Tuning the Silence Into A Harmony of Matter

Gnarly Void

A 3 foot tufted stick of RAM

March 31, 2026

A 3 foot tufted stick of RAM

A tufted textile recreation of a computer RAM stick, crafted with surprising technical accuracy. The piece features a green circuit board base with yellow contact pins running along the bottom edge. The memory chips are represented by alternating rectangles in cream, navy blue, and light mint colors, arranged in the characteristic symmetric pattern of RAM modules. Yellow dots above the chips mimic capacitors or other surface-mount components. Two circular elements cap each end--one in bright yellow, one in navy blue--representing mounting hardware or heat spreaders.

The attention to detail extends to the actual layout: the chips and components are positioned where they'd actually appear on a real DDR4 or DDR5 module. Made with short cut pile on a green tufted background.

This piece takes something typically invisible and hyper-abstract (system memory) and forces it into the physical world at an exaggerated scale. A stick of RAM, but oversized, tactile, and slow.

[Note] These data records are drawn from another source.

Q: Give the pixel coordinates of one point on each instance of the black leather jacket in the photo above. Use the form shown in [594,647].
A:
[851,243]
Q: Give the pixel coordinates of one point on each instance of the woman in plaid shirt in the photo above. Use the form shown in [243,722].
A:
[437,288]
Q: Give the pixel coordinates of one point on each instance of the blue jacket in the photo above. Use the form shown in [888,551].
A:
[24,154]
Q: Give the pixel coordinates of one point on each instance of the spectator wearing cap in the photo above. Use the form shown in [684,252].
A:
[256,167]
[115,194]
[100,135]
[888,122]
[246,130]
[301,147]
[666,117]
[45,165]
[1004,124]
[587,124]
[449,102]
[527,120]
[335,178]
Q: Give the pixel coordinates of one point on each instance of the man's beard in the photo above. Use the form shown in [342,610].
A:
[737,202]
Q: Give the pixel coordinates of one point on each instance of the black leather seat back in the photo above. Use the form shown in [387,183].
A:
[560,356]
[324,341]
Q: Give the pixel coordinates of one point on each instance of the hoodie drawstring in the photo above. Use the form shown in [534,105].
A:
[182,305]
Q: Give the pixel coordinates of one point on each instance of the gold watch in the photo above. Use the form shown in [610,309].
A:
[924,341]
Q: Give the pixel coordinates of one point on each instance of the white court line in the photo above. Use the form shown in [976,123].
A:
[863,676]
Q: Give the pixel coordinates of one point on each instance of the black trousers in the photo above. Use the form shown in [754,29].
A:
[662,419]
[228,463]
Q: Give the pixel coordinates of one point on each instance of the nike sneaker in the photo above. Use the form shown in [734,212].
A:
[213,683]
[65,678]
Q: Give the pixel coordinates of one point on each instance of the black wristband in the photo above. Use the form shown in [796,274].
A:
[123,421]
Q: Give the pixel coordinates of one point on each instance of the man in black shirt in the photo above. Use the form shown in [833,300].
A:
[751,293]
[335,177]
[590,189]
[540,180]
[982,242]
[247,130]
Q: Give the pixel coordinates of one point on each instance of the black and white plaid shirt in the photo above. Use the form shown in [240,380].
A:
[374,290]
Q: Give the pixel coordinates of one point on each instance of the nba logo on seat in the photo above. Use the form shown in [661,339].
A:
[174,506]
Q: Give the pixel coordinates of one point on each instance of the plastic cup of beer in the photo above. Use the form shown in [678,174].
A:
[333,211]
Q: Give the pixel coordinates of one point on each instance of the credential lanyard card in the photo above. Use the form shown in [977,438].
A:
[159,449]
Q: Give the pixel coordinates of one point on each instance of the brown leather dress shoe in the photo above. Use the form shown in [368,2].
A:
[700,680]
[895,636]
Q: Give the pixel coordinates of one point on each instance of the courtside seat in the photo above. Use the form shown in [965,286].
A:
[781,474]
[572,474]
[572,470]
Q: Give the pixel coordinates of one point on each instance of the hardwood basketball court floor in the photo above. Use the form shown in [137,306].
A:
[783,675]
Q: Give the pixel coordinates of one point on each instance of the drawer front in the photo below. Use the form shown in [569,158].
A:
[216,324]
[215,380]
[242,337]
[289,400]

It's a nod to the infrastructure layer that underpins everything we're building right now. Models, agents, orchestration layers - all of it ultimately collapses down into memory, allocation, and throughput. This rug turns that hidden dependency into something you can actually see, touch, and trip over.

There's a bit of humor in it too. RAM is expensive, so naturally the solution is to tuft your own. But beneath that is a quieter idea: we're increasingly surrounded by systems we don't physically interact with anymore. This piece pulls one of those systems back into human scale.

A tribute, or maybe an offering, to the machines.